Rule #7: The Kitchen Sink

kitchen sinkIn order to promote peace in the marriage and remove a potential feeding ground for a constructive trust, I have found it helpful to address the issue of household expenses and duties. Here is a sample clause:

"John and Susan will share in the monthly household and family expenses in proportions from time to time adjusted directly between themselves and maintain a single joint bank account for this purpose. Also, they will share household duties including, but not limited to, cleaning, laundry, errands, gardening, shopping, cooking, and entertaining. These household duties do not constitute contributions to the maintenance and operation of the family residence entitling John and Susan to claim compensation or an interest in property not otherwise provided for in this Agreement."

Rule #8: The Other Kitchen Sink

To be safe, all good pre-nuptials end with a number of wrap-up clauses, just in case the previous111-pages of legalese was not enough. For example:

"By this Agreement, John and Susan also seek to pre-determine support obligations should their relationship end, and avoid acrimony and litigation in that unlikely event.

"John and Susan are both aware that the law provides for judicial intervention in some circumstances if this Agreement is found to be unfair now or in the future and because of that, both confirm that each of them relies on this Agreement to be enforced according to its terms, that either of them may choose not to pursue economic opportunities because of their relationship but each party recognizes that certain sacrifices will be made within, and because of, the relationship, and the consequences of those choices will not be used to avoid the terms of this Agreement.

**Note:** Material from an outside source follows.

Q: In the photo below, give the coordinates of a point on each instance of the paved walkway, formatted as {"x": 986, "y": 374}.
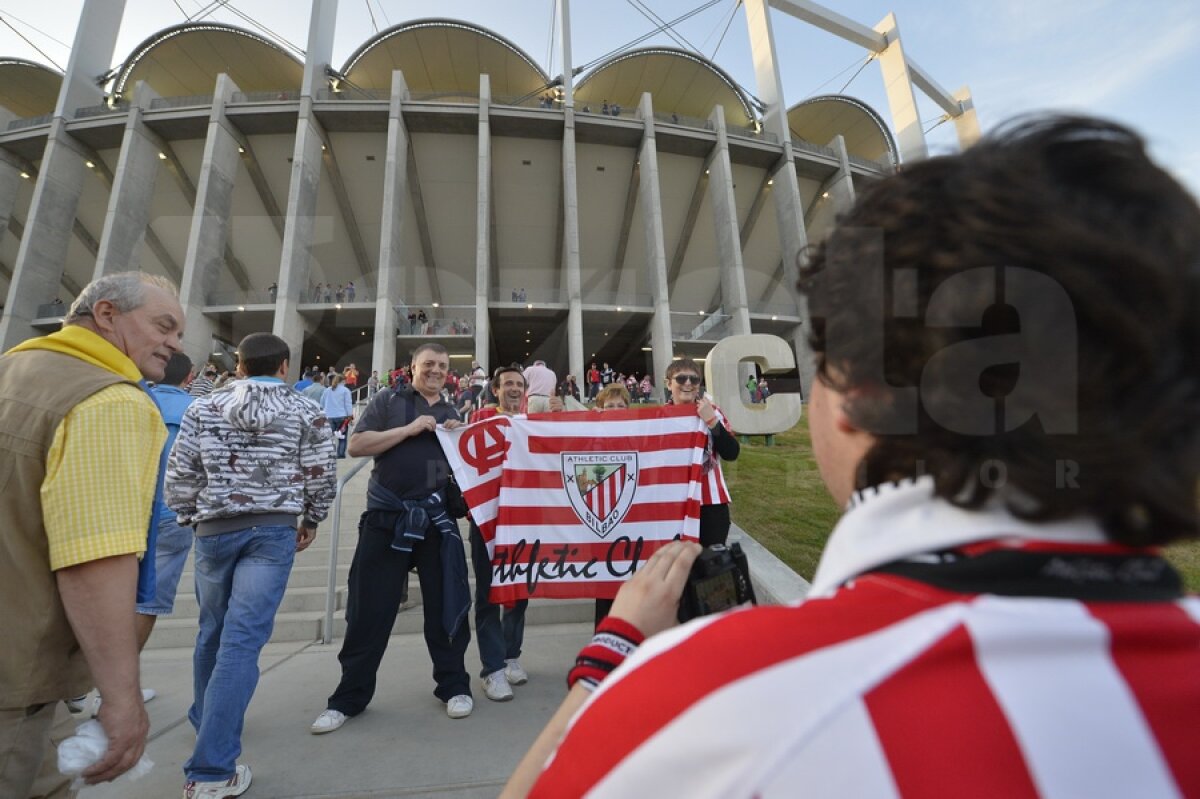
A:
{"x": 403, "y": 745}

"Further, each of John and Susan acknowledge that each of them is prepared to abide by the terms of this Agreement because each recognizes that the importance to each of them of being able to rely on the Agreement far outweighs the risk that it may operate unfairly at some future date, and the impossibility of returning the parties to the positions they occupied before they entered this Agreement would make any variation, however fair viewed solely in the changed circumstances, unfair on the whole because all dealings with their property during the course of their relationship will have been based on the binding nature of this Agreement"

Rule #9: The Icing

Any prenuptial or marriage agreement must contain the following self-explanatory clause, or something similar:

"Both John and Susan recognize the importance of obtaining independent legal advice before signing this document and that each have been given ample opportunity to do so and that the failure of either or both of John or Susan shall not be used as a grounds to later apply to a court to set aside  this agreement in whole or in part."


A rock-solid pre-nuptial agreement does not exist and is not possible in Canada until and unless our Supreme Court in Ottawa gives us a clear judgment that they will hold prospective spouses to their pre-nuptial bargain. Every decade a case gets to the court and family law lawyers hold their breath hoping for that glorious day ... only to be disappointed once again. But while we wait for that day, there is a lot that can be done to give brides and grooms some peace of mind.